We study comets because we believe that they hold invaluable clues on the formation and evolution of our planetary system. In comparison to planets, they have undergone much less alteration, having been exposed to fewer evolutionary processes that acted preferentially at their surface. Therefore, they should have retained a relatively pristine record of the conditions prevailing during the early phases of the solar system. However, we still have not been able to determine which of the observed physical, chemical and orbital characteristics of comets will provide the best clues to their origin, after they have evolved for more than 4 Gyr in a time-varying radiative and collisional environment. Comet nuclei could be formed of a single component, either relatively uniform in composition, or heterogeneous if comets accreted material from different regions when migrating through the protoplanetary disk. Alternatively, comet nuclei may be made of multiple components loosely bound together. These sub-units may similarly be relatively uniform, or could originate from different regions of the protoplanetary disk. Furthermore, some of the observed nuclei might be collisional debris of larger, possibly chemically differentiated parent bodies. The subsequent evolution of comet nuclei involves some processing from radiogenic heating, space weathering and large- and small-scale collisions, which could have modified their primordial structures and compositions to various degrees. When comets enter the inner solar system and become active, they start to loose mass at a very high rate. The effects of activity on comet nuclei involve a layering of the composition, a substantial non-even erosion and modification of their size and shape, and may eventually result in the death of comets.

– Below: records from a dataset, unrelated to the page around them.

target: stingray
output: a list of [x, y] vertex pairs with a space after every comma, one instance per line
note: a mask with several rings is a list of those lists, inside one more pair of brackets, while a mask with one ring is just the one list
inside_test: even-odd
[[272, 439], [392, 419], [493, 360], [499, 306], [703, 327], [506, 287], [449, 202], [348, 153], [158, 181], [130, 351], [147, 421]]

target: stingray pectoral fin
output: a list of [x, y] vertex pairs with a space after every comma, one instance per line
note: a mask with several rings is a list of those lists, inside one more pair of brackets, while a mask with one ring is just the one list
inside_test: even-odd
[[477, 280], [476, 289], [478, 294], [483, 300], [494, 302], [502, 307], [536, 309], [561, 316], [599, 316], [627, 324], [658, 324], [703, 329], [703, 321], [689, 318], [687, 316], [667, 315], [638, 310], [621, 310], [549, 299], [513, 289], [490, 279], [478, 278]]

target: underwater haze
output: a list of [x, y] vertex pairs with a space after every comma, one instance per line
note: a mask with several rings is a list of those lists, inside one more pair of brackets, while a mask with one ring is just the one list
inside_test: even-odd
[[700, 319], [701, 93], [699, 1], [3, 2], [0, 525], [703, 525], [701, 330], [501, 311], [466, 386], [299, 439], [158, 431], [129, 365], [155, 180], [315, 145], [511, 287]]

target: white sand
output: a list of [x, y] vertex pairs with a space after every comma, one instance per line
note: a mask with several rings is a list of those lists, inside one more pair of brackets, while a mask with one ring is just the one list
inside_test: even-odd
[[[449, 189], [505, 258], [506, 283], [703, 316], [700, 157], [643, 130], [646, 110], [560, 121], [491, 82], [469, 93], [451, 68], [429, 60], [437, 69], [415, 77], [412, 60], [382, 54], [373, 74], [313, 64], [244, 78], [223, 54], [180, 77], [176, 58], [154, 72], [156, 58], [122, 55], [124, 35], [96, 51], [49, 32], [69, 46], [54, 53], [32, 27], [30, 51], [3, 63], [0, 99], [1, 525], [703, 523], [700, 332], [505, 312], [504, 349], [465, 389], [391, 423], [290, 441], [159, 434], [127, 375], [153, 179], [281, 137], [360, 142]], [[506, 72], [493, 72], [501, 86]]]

From an orbital point of view, it is clear that the evolution of comets is dominated by chaos. Ultimately, it is entirely possible that the evolutionary track may be specific to each comet, which would complicate the task of constraining their origins as a whole population. Because evolutionary processes may lead to so many different outcomes, we need to focus on their long-lasting effects, with statistical significance. But before we are able to track back the origins of comet nuclei, we have identified two issues that do need to be addressed before we can make any progress: how does activity actually work? what is the role of collisions?